Die Häcker Küchen GmbH & Co KG ist der drittgrößte Küchenmöbelhersteller Deutschlands[3] und größter Arbeitgeber im ostwestfälischen Rödinghausen.

Beschreibung[Bearbeiten | Quelltext bearbeiten]

Das inhabergeführte Familienunternehmen Häcker Küchen produziert seit 1965 Einbauküchen am Standort Rödinghausen, Ostwestfalen. Über 1.400 Mitarbeiter erwirtschafteten im Jahr 2016 einen Umsatz von 512 Millionen Euro, der Exportanteil liegt aktuell bei rund 39,5 Prozent. Derzeit werden über 60 Länder beliefert.

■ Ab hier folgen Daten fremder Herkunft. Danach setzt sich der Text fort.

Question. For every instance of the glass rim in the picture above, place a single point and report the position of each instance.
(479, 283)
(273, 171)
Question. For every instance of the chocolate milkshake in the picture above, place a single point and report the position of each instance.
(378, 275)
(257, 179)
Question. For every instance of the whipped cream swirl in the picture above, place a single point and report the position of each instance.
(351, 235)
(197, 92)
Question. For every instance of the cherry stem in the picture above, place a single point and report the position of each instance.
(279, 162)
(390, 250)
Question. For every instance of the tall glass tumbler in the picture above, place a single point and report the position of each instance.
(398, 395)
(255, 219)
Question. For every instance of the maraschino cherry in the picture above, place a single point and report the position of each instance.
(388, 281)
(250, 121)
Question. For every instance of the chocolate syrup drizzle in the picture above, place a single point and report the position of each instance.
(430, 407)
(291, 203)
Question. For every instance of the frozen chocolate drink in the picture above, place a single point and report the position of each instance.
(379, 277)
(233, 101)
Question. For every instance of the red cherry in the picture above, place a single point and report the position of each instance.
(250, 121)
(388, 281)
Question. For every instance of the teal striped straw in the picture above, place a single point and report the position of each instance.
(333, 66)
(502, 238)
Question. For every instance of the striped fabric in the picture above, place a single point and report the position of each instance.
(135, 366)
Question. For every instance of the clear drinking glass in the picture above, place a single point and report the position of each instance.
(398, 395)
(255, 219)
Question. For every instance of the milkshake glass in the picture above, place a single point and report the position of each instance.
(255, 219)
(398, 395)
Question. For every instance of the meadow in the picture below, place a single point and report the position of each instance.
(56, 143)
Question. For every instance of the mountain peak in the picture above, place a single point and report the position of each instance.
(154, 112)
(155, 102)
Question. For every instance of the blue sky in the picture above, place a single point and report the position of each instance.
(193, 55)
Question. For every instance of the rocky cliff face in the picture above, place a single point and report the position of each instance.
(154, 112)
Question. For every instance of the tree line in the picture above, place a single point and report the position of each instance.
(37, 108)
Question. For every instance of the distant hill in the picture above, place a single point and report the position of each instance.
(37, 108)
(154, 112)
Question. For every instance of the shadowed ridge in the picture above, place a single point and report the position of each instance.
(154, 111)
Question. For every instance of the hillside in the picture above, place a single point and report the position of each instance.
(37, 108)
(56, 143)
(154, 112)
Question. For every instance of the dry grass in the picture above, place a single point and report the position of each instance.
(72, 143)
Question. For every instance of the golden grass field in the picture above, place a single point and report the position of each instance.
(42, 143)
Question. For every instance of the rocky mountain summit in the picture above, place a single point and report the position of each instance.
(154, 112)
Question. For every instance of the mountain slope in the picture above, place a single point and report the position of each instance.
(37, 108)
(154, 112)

Zwei Produktlinien werden produziert: im Einstiegsbereich classic und classicART sowie im mittleren und gehobenen Preissegment systemat und systematART. Dazu kommt ein Sortiment an eigenen Einbaugeräten der Marke Blaupunkt, an der Häcker Küchen die alleinigen Rechte hält. Das Unternehmen beteiligt sich mit anderen ostwestfälischen Herstellern am Hausmessenverbund Küchenmeile A30. Das Unternehmen kooperiert mit der Gesamtschule Rödinghausen im Projekt KURS (Kooperation von Unternehmen der Region mit Schulen).

Geschichte[Bearbeiten | Quelltext bearbeiten]

Verwaltungsgebäude „Panorama“
Werk in Rödinghausen-Bieren

1898 gründet Hermann Häcker die Schreinerei, welche 1938 von Friedrich Häcker übernommen wird.1965 übernehmen die heutigen Besitzer, die Familie Finkemeier, die Leitung des Unternehmens. Ab 1972 werden die Küchen in industrieller Fertigung produziert. 2001 wurde das Verwaltungsgebäude Panorama eröffnet. 2005 wird das Werk 3 eröffnet, das, um eine optische Beeinträchtigung des Landschaftsbildes des Luftkurortes zu minimieren, in einem ausgehobenen Geländeeinschnitt errichtet wurde. 2011 wurden weitere 600 m² Bürofläche an das Verwaltungsgebäude angebaut. 2012 wird das Gelände des insolventen benachbarten Unternehmens Klostermann Küchen gekauft und Teile der Gebäude als Werk 4 Ende Juli 2012 der eigenen Nutzung zugeführt. Im Juni 2016 wurde Häcker Küchen von Focus Money und Deutschland-Test mit dem Siegel „Kundenliebling 2016“ in Gold ausgezeichnet, wobei Aussagen zu den Kategorien Preis, Service, Qualität und Ansehen bewertet wurden[4].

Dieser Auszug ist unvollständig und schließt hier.